Why Slovak?
February 23, 2019 § 3 Comments
That’s what the teacher asked, suspiciously, as I sat at the table. “It must be love,” she surmised, by which I think she meant “You are trolling for young girls.”
I didn’t care. One of the harsh facts of trying to learn Slovak, aside from the conviction of native speakers that you never will, is the profound distrust that an interest in such a niche language engenders. I had my well-practiced answer, though, designed to drive the inquisitor insane. “I don’t really have a reason.”
“But surely you must have a reason. Some girl perhaps?”
“Perhaps,” I said, “but not.”
That no salacious details were forthcoming, the next disappointed line of inquiry was trotted out. “So you need it for your work?”
“No.”
“What do you do?”
“I’m a lawyer who represents bicyclists hit by cars.”
This was almost as suspect, and certainly as dissatisfying as refusing to admit that I wanted a Slovak girlfriend. “Are you living in Slovakia now?”
“No.”
“Where are you living?”
“California.”
“And you are staying here in Bratislava on vacation?”
“No.”
“You are working here?”
“No.”
If you could measure exasperation, which with blood pressure I guess you can, she would have been pegging out on the exasperometer. “Where are you staying then, and why?”
“In Vienna.”
“Vienna?”
“Yes.”
“Then why are you coming to Slovakia?”
“To study Slovak.”
“But how long you are here?”
“About four hours.”
“You cannot learn Slovak in four hours.”
“I know.

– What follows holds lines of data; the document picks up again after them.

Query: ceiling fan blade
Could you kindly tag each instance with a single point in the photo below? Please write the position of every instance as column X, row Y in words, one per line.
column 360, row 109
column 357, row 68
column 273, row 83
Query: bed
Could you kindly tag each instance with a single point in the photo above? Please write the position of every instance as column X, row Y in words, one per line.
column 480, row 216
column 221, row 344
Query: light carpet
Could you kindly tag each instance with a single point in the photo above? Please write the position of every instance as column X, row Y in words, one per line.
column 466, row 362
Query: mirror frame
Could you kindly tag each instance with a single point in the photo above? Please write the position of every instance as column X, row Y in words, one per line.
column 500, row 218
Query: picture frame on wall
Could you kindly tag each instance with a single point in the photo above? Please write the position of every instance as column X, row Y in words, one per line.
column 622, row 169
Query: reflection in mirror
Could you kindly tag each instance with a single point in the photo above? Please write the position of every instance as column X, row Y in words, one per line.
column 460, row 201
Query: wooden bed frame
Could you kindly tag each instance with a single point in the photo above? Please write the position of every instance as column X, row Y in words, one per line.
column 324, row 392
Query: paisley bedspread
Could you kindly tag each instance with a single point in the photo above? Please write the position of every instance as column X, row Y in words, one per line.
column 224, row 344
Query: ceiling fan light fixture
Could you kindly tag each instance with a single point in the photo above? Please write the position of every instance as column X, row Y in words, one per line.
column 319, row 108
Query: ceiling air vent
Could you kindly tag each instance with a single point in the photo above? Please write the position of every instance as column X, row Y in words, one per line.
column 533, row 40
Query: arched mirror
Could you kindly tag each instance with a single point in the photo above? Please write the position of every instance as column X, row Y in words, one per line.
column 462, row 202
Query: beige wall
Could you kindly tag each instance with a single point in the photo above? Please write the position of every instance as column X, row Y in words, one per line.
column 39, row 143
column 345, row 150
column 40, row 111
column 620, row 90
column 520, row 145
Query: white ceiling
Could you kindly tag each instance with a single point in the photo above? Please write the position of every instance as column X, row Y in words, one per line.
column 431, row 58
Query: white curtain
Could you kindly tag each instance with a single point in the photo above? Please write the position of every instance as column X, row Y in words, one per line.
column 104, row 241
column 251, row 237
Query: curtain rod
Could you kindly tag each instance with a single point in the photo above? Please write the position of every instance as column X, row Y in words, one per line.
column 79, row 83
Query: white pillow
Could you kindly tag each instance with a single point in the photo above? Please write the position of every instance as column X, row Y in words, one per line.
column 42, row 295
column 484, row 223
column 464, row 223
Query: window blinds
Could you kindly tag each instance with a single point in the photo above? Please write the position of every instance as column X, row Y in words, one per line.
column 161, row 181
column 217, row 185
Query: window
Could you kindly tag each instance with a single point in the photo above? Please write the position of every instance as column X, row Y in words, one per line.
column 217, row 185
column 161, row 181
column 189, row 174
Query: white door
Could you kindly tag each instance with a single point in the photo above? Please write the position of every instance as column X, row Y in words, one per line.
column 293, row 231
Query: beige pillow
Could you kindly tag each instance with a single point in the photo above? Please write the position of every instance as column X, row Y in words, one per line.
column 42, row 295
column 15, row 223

But all I want to do is study. That’s why I hired you.”
“And then you go back to Vienna and come back here again on Sunday and study with me for four more hours?”
“Yes.”
“And then what? I am married.”
“That’s all. I go back to Vienna.”
The teacher pushed the chair back and held my gaze. “You can tell me,” she said. “Why you are studying Slovak? Are you American spy?”
“If I were I wouldn’t tell you, or if I did, I would be a pretty terrible spy.”
“You are spy in love with young girl.”
“No, and no. Can we start our lesson now?”
“Yes but you must tell me truth. Why you are studying Slovak?”
“You really want to know?”
“Yes, of course.”
“Because Slovakia is a one-hour bus ride from Vienna.”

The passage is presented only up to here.